An unordered pairing function in Peano arithmetic

Question

I know that Peano Arithmetic can define an ordered pair function, that is a function $f$ such that $f(x,y)=f(z,w) \iff (x=z \land y=w)$. However, I would be very interested if Peano Arithmetic can define an unordered pair function, that is a function $f$ such that $f(x,y)=f(z,w) \iff ((x=z \land y=w) \vee (x=w \land y=z))$. I would also like an explicit description of such a function.

Answer 1

What about something like:

Let $f(x,y)$ be an ordered pair function.

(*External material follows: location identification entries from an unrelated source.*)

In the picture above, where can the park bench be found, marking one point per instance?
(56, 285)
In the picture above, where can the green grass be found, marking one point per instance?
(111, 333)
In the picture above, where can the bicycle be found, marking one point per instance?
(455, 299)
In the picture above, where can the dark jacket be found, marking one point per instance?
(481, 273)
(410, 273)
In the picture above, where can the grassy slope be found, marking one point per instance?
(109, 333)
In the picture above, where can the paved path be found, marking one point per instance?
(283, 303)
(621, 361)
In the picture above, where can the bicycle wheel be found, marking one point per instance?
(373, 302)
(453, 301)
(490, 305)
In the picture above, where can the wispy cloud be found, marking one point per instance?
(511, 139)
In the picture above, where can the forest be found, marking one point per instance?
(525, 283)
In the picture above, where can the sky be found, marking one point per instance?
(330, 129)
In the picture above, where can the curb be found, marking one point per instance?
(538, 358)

$$g(x,y) := \begin{cases} f(x,y) \, x>y \\ f(y,x) \, x\leq y \end{cases}$$

Then $g(x,y) = g(y,x)$

And $$g(x,y) = g(z,w) \implies \\ (f(x,y)= f(z,w) \land x>y \land z>w) \\ \lor (f(x,y)= f(w,z) \land x>y \land z\leq w) \\ \lor (f(y,x)= f(z,w) \land x\leq y \land z>w) \\ \lor (f(y,x)= f(w,z) \land x\leq y \land z\leq w) \\ \implies (x=z \land y=w)\lor (x=w \land y=z) $$

Answer 2

If you write $\langle x, y \rangle$ for the representation of the ordered pair then the unordered pair can be represented by $$\mathbf{if}\; x < y \;\mathbf{then}\;\langle x, y \rangle \;\mathbf{ else}\; \langle y, x\rangle $$ (and you can use primitive recursion to represent the conditional operator).